The Catawba, meanwhile, say that they’re confident their view will prevail. 

“Based on their original complaint, EBCI sought a preliminary injunction asking the court to block our project, and the court denied that motion on April 30th because of the weakness of their case,” the tribe said in a statement published to its Facebook page. “The EBCI has now amended the complaint, which reiterates the same claims they made in the original. After the amendment, they released a press release to local papers slandering the project and our connection to the Kings Mountain area. We remain confident that the judge will find that the U.S. Department of Interior followed all federal laws and made the proper decision regarding our application.”

 

Economic implications 

While the legal case is full of arguments concerning various administrative procedures and how well certain statutes were followed in the process, economics lie close to the heart of the issue as well. 

The Catawba bring up this factor in page two of their 11-page motion to intervene, stating that unemployment among tribal members is at 13.8 percent, more than triple the rates in North and South Carolina, with a median household income of $33,029 — that figure is more than 40 percent higher in North and South Carolina. While the Catawba Nation has tried various business ventures to secure revenue to fund services to its 2,800 members, none have succeeded, leading to a reduction in after-school youth programs, the need to transfer “significant portions of fee land” to the local school district to compensate it for educating Catawba children and a lack of funding for the tribal justice system, the motion says. The casino project would directly address those issues, generating $150 million in annual income by its fifth year, employing 2,600 people and providing a location to showcase and sell native crafts and artwork. 

Meanwhile, the EBCI fears that a new casino just outside of Charlotte would deal a massive blow to its own establishments, which aside from producing revenues that directly benefit tribal members and tribal services are the rural mountain region’s largest employer.
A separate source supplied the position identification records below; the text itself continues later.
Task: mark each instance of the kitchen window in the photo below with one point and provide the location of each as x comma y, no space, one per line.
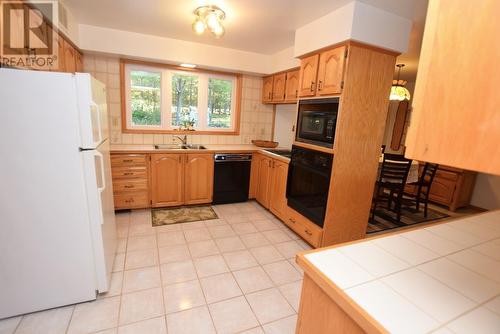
170,99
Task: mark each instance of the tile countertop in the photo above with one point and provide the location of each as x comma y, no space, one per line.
442,278
209,149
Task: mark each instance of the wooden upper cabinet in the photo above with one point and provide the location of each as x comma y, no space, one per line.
264,179
292,86
279,83
330,71
167,180
69,57
455,118
267,89
308,75
278,202
79,62
198,184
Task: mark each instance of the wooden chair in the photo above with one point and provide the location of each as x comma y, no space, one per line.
423,187
391,183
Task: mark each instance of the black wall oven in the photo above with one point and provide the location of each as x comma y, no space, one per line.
316,121
308,183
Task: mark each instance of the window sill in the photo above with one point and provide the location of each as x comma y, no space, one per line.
183,132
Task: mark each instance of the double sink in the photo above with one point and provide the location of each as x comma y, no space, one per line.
180,147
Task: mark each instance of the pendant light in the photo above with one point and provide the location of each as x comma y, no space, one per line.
398,91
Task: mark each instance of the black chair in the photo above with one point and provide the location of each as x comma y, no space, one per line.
423,187
391,183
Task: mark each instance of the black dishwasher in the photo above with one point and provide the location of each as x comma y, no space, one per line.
231,178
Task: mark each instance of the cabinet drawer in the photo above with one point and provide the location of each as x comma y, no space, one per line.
444,174
131,200
130,185
442,190
303,227
129,172
118,160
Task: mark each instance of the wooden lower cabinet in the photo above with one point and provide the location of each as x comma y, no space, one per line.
264,181
268,182
167,180
130,181
162,180
309,231
278,202
198,178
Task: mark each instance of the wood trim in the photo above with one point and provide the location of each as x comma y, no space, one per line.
123,101
339,297
314,147
318,313
273,122
176,67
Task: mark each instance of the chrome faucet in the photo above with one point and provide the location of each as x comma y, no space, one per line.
182,139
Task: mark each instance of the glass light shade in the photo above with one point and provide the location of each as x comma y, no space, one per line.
199,26
399,93
212,20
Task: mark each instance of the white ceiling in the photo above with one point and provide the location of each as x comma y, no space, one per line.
263,26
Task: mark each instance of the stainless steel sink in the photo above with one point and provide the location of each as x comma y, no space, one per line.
193,147
179,147
168,147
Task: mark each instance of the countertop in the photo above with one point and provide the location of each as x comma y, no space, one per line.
442,278
209,149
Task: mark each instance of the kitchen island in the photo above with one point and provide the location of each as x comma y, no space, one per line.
440,278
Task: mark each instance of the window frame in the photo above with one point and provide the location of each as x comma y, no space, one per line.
166,71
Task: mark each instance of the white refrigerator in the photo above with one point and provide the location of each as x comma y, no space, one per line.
57,223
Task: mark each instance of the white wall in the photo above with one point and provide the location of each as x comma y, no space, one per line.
169,50
487,192
255,122
330,29
357,21
286,116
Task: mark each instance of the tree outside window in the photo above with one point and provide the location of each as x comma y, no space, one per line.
219,103
145,97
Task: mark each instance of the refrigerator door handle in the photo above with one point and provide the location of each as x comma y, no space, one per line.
98,120
102,172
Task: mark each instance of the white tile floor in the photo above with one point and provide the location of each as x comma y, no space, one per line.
236,274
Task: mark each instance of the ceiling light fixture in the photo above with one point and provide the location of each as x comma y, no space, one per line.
210,17
398,91
188,65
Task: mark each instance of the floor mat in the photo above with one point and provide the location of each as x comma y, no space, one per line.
166,216
386,219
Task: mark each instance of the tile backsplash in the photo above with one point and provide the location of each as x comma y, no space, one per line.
256,118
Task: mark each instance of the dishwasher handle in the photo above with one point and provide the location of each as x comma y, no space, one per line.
219,158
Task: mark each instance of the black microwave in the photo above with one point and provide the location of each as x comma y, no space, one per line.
316,121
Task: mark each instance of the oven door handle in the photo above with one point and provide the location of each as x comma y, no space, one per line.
309,168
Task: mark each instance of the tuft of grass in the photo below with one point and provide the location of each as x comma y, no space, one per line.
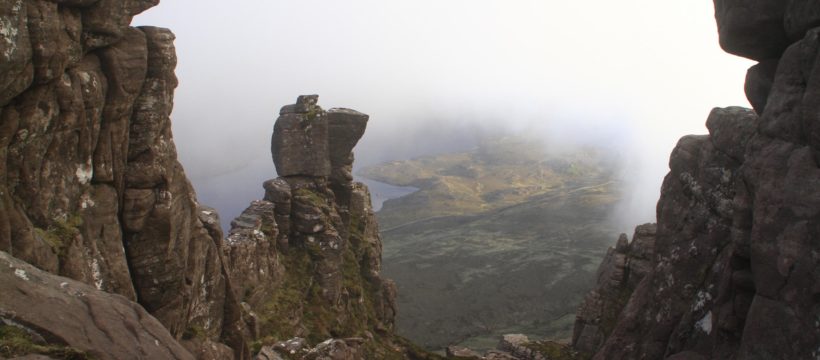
59,234
555,351
15,341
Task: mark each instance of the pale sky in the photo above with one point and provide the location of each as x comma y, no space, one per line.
635,73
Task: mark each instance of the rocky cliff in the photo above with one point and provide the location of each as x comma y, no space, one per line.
92,195
732,268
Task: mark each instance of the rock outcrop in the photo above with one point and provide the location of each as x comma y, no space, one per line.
54,311
733,272
306,259
90,186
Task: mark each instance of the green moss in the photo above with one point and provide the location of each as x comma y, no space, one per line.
59,234
15,341
195,332
313,112
311,197
555,351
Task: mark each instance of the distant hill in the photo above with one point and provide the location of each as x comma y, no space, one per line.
503,238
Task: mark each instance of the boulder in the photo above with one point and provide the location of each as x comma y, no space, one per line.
66,312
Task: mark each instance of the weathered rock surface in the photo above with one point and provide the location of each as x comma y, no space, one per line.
734,272
307,259
90,187
67,312
619,274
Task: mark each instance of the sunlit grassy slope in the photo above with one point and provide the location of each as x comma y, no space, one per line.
504,238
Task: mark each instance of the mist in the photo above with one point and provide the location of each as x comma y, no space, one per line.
435,75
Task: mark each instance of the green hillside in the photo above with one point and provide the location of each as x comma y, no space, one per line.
500,239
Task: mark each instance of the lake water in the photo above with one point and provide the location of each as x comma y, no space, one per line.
381,192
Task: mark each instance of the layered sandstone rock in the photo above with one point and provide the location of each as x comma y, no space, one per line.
307,258
734,271
58,311
90,187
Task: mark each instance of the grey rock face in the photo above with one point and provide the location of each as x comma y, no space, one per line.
308,141
64,311
619,274
90,187
733,275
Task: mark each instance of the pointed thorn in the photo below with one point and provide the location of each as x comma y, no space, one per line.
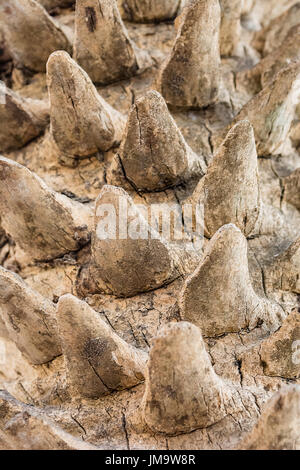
82,123
154,153
98,360
128,256
225,264
230,189
182,392
191,76
29,319
102,45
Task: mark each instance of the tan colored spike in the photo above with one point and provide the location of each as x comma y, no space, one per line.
219,297
148,11
280,353
191,76
183,392
98,360
271,112
45,224
230,189
231,11
102,45
29,319
82,123
279,424
32,35
21,119
128,256
154,153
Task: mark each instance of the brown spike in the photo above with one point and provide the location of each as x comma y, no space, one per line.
154,153
29,319
45,224
32,35
128,263
81,121
191,76
230,189
183,392
98,360
219,297
102,45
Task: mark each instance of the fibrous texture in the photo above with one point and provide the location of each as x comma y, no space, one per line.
149,224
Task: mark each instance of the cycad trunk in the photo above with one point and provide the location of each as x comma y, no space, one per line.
115,332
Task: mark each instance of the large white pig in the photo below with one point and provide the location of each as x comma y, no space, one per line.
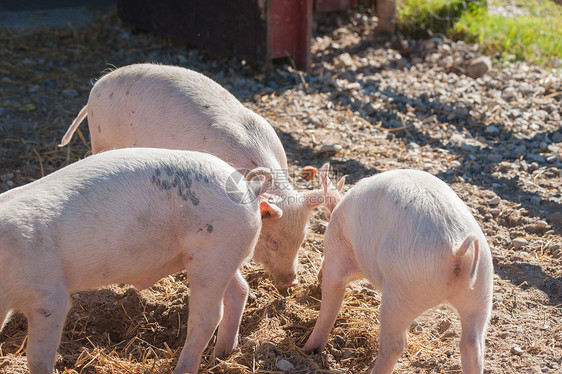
409,234
149,105
130,216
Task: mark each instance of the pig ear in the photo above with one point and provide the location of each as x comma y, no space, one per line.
324,179
313,198
341,183
269,211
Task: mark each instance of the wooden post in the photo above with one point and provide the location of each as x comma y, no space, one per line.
386,13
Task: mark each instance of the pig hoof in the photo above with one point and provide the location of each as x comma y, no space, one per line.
313,350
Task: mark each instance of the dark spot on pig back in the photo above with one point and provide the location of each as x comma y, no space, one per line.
45,313
180,180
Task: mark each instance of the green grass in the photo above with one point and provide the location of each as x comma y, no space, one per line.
535,37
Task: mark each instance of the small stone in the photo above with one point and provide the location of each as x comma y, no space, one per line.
478,66
284,365
516,350
443,326
509,93
33,88
346,59
7,176
331,149
519,242
492,130
69,93
347,353
494,201
520,150
536,200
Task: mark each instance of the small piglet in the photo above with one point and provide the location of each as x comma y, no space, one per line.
161,106
130,216
409,234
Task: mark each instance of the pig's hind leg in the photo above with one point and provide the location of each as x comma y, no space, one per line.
336,272
474,308
399,307
46,314
234,303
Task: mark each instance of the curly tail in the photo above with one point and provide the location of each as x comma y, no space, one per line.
81,115
461,251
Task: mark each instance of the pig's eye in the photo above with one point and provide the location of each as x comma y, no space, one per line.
273,244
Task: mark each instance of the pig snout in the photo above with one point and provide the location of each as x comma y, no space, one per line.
285,282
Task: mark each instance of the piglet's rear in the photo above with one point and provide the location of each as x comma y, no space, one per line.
412,237
128,216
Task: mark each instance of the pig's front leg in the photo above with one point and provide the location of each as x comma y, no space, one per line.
46,315
205,313
234,303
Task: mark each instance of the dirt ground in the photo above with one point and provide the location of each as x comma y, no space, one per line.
370,104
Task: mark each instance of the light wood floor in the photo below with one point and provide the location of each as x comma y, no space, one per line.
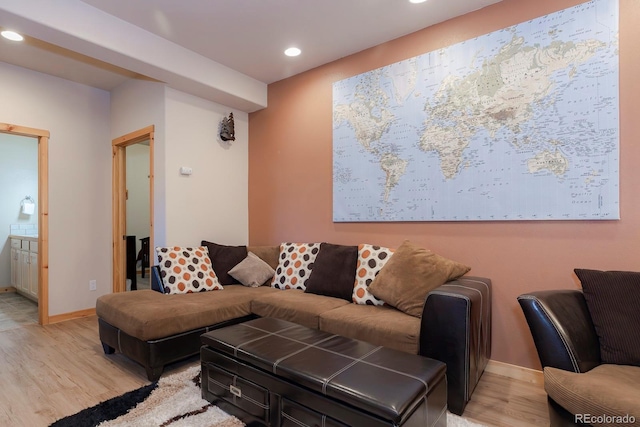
50,372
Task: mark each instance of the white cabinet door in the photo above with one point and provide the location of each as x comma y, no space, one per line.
15,268
33,275
24,271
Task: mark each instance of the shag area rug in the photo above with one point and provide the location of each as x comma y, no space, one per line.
173,401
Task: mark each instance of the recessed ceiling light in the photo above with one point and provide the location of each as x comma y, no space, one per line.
12,35
292,51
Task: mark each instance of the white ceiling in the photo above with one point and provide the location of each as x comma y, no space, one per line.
248,36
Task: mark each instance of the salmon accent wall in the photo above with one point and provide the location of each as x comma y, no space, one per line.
290,180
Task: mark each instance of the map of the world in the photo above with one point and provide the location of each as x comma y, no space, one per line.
518,124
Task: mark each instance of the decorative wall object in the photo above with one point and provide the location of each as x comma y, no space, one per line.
227,131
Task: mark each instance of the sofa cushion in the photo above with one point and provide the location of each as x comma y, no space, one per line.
149,315
384,326
334,271
269,254
610,390
295,306
224,258
411,274
613,300
371,259
252,271
186,270
294,265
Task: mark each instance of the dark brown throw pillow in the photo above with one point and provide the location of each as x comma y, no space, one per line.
613,300
334,271
224,258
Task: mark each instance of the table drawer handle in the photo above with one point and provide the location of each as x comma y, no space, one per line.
235,391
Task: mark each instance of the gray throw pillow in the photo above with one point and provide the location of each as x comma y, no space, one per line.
252,271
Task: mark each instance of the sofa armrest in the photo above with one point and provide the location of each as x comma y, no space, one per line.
562,329
156,279
456,329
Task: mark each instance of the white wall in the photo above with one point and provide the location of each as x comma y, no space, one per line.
212,203
77,117
138,203
18,179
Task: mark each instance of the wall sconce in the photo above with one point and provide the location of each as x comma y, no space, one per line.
227,132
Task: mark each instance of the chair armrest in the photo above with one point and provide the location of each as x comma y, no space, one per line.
156,279
456,329
562,329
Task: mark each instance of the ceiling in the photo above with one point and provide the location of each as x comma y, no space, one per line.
248,36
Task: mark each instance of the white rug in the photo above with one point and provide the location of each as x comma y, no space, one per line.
177,402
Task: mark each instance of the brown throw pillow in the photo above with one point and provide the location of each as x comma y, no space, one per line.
334,271
224,258
613,300
410,274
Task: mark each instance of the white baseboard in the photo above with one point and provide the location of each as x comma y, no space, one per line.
515,372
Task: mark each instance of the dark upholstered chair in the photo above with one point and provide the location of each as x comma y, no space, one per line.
569,351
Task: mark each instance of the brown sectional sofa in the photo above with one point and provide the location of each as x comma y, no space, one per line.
156,329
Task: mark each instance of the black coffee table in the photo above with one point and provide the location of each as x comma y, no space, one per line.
270,372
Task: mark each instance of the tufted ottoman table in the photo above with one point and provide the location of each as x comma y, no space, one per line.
270,372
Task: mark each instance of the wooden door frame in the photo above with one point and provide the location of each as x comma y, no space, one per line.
43,212
119,200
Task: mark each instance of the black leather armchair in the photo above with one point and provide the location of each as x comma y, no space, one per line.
564,336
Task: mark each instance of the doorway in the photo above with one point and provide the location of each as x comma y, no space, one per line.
42,256
119,196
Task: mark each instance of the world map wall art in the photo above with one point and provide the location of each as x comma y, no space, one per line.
518,124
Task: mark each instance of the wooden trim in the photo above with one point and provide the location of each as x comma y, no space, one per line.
43,212
119,224
23,130
73,315
119,200
516,372
43,230
151,187
133,137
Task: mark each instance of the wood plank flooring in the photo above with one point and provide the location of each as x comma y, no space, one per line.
50,372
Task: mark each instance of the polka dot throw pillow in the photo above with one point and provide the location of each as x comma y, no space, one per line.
294,265
371,259
186,270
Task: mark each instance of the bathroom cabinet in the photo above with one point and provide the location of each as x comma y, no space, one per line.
24,266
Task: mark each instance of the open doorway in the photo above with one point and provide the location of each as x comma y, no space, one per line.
132,238
35,277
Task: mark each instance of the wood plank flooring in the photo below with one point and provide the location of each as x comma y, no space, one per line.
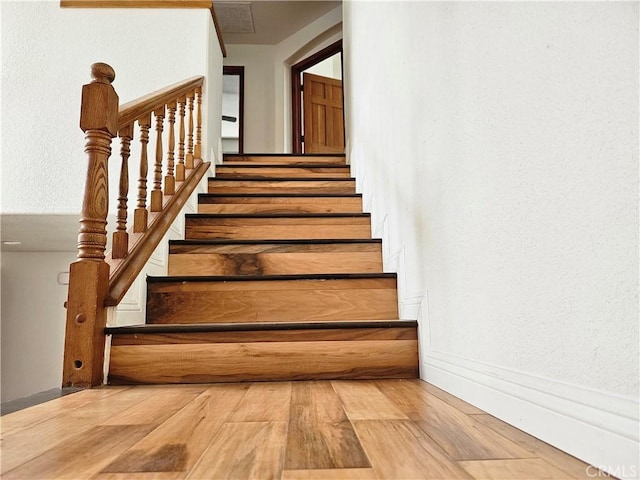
383,429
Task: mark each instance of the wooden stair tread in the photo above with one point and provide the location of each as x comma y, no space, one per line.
278,215
276,195
244,178
266,278
148,328
223,241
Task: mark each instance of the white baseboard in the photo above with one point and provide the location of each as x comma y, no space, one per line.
598,427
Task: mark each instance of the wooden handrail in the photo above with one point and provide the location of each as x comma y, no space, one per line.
100,279
133,110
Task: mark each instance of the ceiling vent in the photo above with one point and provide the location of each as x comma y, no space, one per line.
234,17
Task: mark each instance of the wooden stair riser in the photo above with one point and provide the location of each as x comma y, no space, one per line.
286,228
275,259
275,171
286,159
263,361
275,186
272,301
275,204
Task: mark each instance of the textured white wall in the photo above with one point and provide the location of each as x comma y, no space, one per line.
32,332
46,54
498,150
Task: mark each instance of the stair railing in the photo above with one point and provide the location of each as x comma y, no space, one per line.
100,279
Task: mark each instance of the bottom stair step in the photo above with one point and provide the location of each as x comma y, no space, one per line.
205,353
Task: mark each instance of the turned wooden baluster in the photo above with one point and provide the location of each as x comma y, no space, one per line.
198,148
169,179
180,165
156,193
140,215
89,275
189,157
120,236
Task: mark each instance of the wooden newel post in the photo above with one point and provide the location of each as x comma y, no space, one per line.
89,275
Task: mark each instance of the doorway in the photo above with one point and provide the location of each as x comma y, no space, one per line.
232,130
327,101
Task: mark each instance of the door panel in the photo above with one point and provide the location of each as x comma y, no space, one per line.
323,114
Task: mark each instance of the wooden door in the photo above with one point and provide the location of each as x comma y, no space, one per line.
323,114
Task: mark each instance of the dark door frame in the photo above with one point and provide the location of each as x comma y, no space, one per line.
296,86
239,71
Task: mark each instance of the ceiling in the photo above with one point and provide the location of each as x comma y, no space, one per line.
266,22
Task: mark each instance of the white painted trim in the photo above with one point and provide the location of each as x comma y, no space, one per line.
598,427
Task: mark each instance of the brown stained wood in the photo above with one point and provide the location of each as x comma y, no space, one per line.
285,159
264,402
326,335
572,466
271,171
450,399
520,469
155,409
257,301
331,474
131,111
456,433
320,435
101,443
413,454
260,457
124,272
179,442
275,263
278,228
63,426
275,186
86,318
364,401
263,361
282,205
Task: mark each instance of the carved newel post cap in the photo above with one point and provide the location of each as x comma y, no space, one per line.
102,73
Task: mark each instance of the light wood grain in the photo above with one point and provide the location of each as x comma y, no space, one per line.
574,467
289,335
263,361
521,469
285,159
178,443
264,402
275,186
413,455
364,401
275,263
100,443
314,439
320,435
331,474
279,204
310,171
458,434
261,455
256,304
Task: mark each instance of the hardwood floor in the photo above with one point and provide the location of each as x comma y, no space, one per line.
395,429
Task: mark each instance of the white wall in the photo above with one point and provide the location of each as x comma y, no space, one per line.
46,54
267,83
32,331
258,94
503,176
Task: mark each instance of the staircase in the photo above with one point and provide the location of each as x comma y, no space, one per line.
278,278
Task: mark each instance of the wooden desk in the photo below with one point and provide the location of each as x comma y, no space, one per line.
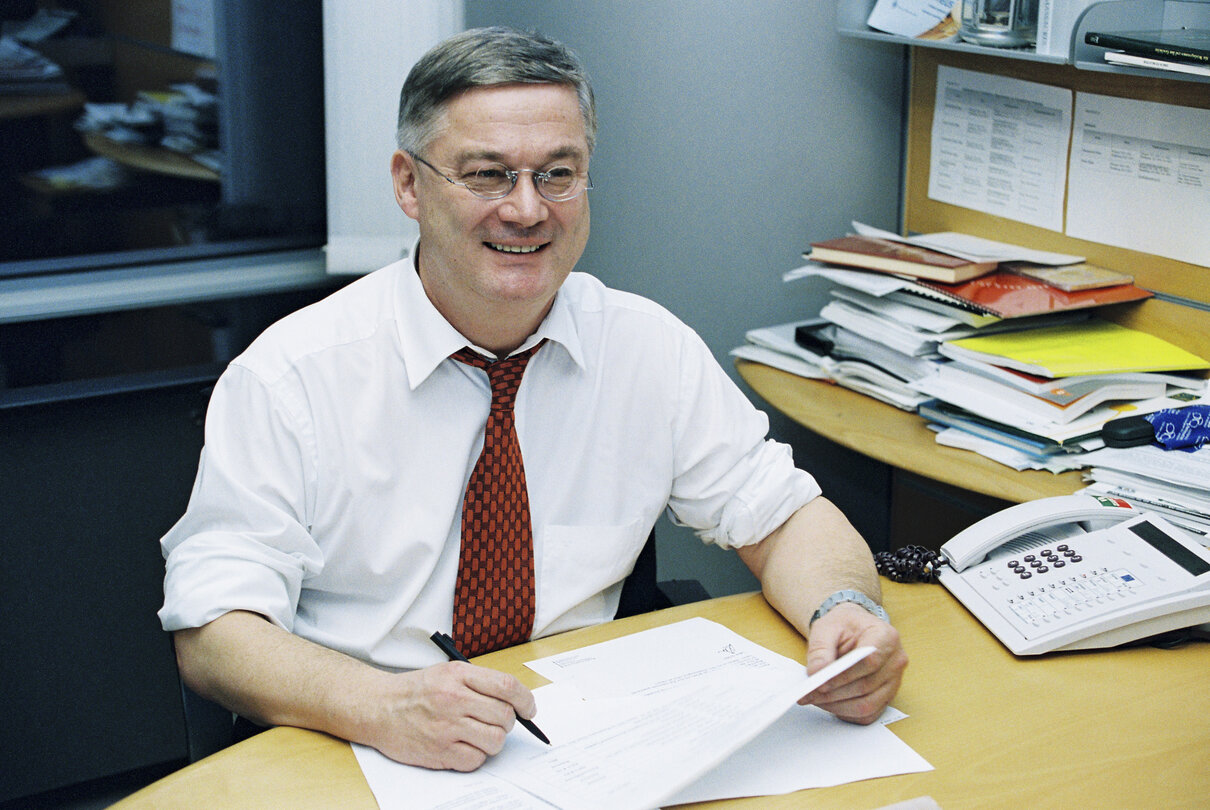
896,436
1111,729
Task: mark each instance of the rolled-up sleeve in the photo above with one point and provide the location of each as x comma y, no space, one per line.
733,484
243,544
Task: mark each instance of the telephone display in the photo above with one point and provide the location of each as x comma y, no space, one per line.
1077,572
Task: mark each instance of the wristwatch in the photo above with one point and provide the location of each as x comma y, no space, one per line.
856,597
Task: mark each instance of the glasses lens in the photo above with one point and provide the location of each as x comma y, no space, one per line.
490,182
558,183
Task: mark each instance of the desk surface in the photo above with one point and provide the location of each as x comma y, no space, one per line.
1124,728
897,437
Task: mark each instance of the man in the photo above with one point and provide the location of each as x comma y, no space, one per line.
324,536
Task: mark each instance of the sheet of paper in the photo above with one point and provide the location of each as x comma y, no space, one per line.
805,748
612,753
680,713
973,248
1140,177
908,17
404,787
1000,145
663,658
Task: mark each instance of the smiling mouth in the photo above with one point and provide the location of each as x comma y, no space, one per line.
514,248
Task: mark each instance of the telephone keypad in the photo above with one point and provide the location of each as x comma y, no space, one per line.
1058,599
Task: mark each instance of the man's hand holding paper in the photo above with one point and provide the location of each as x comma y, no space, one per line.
864,690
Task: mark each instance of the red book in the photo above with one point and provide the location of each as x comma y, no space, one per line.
1007,294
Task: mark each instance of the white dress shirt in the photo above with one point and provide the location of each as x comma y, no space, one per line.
339,444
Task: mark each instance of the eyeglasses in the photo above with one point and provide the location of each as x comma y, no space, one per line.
496,181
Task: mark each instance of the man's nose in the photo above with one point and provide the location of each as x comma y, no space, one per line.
524,205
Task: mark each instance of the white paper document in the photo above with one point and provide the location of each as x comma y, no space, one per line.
1000,145
973,248
637,722
1140,177
908,17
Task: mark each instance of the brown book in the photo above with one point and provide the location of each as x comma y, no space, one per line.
874,253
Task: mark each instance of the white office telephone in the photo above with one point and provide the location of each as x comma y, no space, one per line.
1077,572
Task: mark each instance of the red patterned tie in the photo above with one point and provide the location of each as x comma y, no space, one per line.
494,597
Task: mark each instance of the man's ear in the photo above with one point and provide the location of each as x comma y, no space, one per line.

About 5 percent of workers in North Carolina’s six westernmost counties — which themselves struggle with high poverty rates — work for the casinos in Cherokee and Murphy. Prior to the casinos’ establishment, seasonal fluctuations in unemployment sometimes peaked at 17 percent, but now fluctuations range from 2 to 4 percent. 

About 30 percent of the customers who now frequent the tribe’s casinos in Cherokee and Murphy live closer to the Kings Mountain site, and the Virginia Lottery Board has approved plans for a new casino in Bristol as well — the EBCI fears these new casinos, if developed, could deal a significant blow to its own revenues. The tribe is not alone in this fear, with at least 16 counties and municipalities in the western region passing resolutions opposing the 2019 congressional bill. This time around, Swain County has passed a resolution supporting the EBCI’s position in the lawsuit, and Jackson County is considering a similar statement. 

Neither the DOI nor the Catawba — which has intervened on behalf of the defense — has filed a response to the complaint yet. Those complaints are due in the District of Columbia U.S. District Court by July 30.